Dual Epyc Genoa/Turin token generation performance bottleneck #11733

fairydreaming · 2025-02-07T13:34:54Z

fairydreaming
Feb 7, 2025
Collaborator

Part 1 - The Problem

I have a temporary access to a dual CPU Epyc Turin system. I did some initial performance tests with llama.cpp running on a single CPU:

For CPU 0:

$ numactl -m 0 -N 0 ./build/bin/llama-bench --numa numactl -t 16 -m models/Llama-3.1-70B-Instruct-f16.gguf -r 1
| model                          |       size |     params | backend    | threads |          test |                  t/s |
| ------------------------------ | ---------: | ---------: | ---------- | ------: | ------------: | -------------------: |
| llama 70B F16                  | 131.42 GiB |    70.55 B | CPU        |      16 |         pp512 |         21.52 ± 0.00 |
| llama 70B F16                  | 131.42 GiB |    70.55 B | CPU        |      16 |         tg128 |          2.34 ± 0.00 |

build: c026ba3c (4663)

For CPU 1:

$ numactl -m 1 -N 1 ./build/bin/llama-bench --numa numactl -t 16 -m models/Llama-3.1-70B-Instruct-f16.gguf -r 3
| model                          |       size |     params | backend    | threads |          test |                  t/s |
| ------------------------------ | ---------: | ---------: | ---------- | ------: | ------------: | -------------------: |
| llama 70B F16                  | 131.42 GiB |    70.55 B | CPU        |      16 |         pp512 |         21.54 ± 0.00 |
| llama 70B F16                  | 131.42 GiB |    70.55 B | CPU        |      16 |         tg128 |          2.32 ± 0.00 |

build: c026ba3c (4663)

Unfortunately when I run llama.cpp on both CPUs at once with --numa distribute the prompt processing performance doubles, while the token generation performance stays at the same level (actually it's even a bit worse) as with a single CPU:

$ ./build/bin/llama-bench --numa distribute -t 32 -m models/Llama-3.1-70B-Instruct-f16.gguf -r 3
| model                          |       size |     params | backend    | threads |          test |                  t/s |
| ------------------------------ | ---------: | ---------: | ---------- | ------: | ------------: | -------------------: |
| llama 70B F16                  | 131.42 GiB |    70.55 B | CPU        |      32 |         pp512 |         39.10 ± 0.02 |
| llama 70B F16                  | 131.42 GiB |    70.55 B | CPU        |      32 |         tg128 |          2.27 ± 0.00 |

build: c026ba3c (4663)

Part 2 - The Workaround

I did some more tests and found something weird.
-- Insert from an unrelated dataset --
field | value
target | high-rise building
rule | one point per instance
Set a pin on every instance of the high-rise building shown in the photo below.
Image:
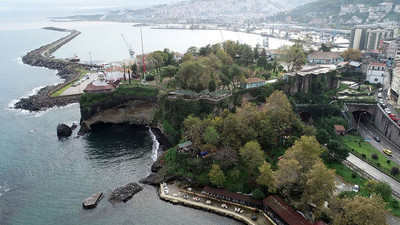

If I run llama-bench with prompt processing and token generation tests with --numa distribute on a dual-CPU system, the result is:

(llama.cpp) fairydreaming@epyc:/data/fairydreaming/llama.cpp$ ./build/bin/llama-bench --numa distribute -t 32 -m models/Llama-3.1-70B-Instruct-f16.gguf -r 1
| model                          |       size |     params | backend    | threads |          test |                  t/s |
| ------------------------------ | ---------: | ---------: | ---------- | ------: | ------------: | -------------------: |
| llama 70B F16                  | 131.42 GiB |    70.55 B | CPU        |      32 |         pp512 |         39.12 ± 0.00 |
| llama 70B F16                  | 131.42 GiB |    70.55 B | CPU        |      32 |         tg128 |          2.40 ± 0.00 |

build: c026ba3c (4663)

but when I dropped caches and ran ONLY the generation test it magically became faster:

$ ./build/bin/llama-bench --numa distribute -t 32 -m models/Llama-3.1-70B-Instruct-f16.gguf -r 1 -p 0
| model                          |       size |     params | backend    | threads |          test |                  t/s |
| ------------------------------ | ---------: | ---------: | ---------- | ------: | ------------: | -------------------: |
| llama 70B F16                  | 131.42 GiB |    70.55 B | CPU        |      32 |         tg128 |          4.30 ± 0.00 |

build: c026ba3c (4663)

So my current hypothesis is that the placement of tensors in memory resulting from the prompt processing is for some reason sub-optimal for the token generation. This is definitely something to investigate further.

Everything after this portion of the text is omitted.